President Obama’s major Middle East speech offers an opportunity to provide substance to a policy so far heavy on rhetoric and light on action. It also offers the opportunity for Obama to use Voice of America (VOA) to help deliver the message of support to the Arab peoples, who are in an unprecedented struggle for peaceful political change.

Yet, for the second time in the space of a year, it will not be VOA but the BBC that will get the coveted interview with President Obama (according to the White House schedule at 2:55 p.m.). This time, it will be a sit down in the White House Diplomatic Room just hours after the President’s Middle East speech. The first time, it was the BBC’s Persian service that had the opportunity to interview Obama at the United Nations.

In fact, Obama is the only U.S. President since VOA came into being during World War II not to give an interview to the signature international broadcaster of the U.S. government. At the White House, where VOA maintains a bureau, VOA is generally treated as an unwanted relative, never called on in daily briefings and not allowed questions during the President’s rare press conferences.

While officials from the Broadcasting Board of Governors have repeatedly appealed to the National Security Council staff and most recently to White House press secretary Jay Carney for air time with the President, nothing seems to have changed.
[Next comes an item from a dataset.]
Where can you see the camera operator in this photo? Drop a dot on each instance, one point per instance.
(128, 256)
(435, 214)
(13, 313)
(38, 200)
The BBC remains the White House’s medium of choice, while VOA executives and reporters are left fuming and frustrated.

One possible explanation is that the White House shuns VOA and other U.S. international broadcasting as embarrassing relics of the Cold War past, out of tune with its progressive political message. Yet the President’s 2012 budget proposes to spend $767 million on U.S. international broadcasting. At a time of record deficits, at the very least Americans should demand to get something more for their money.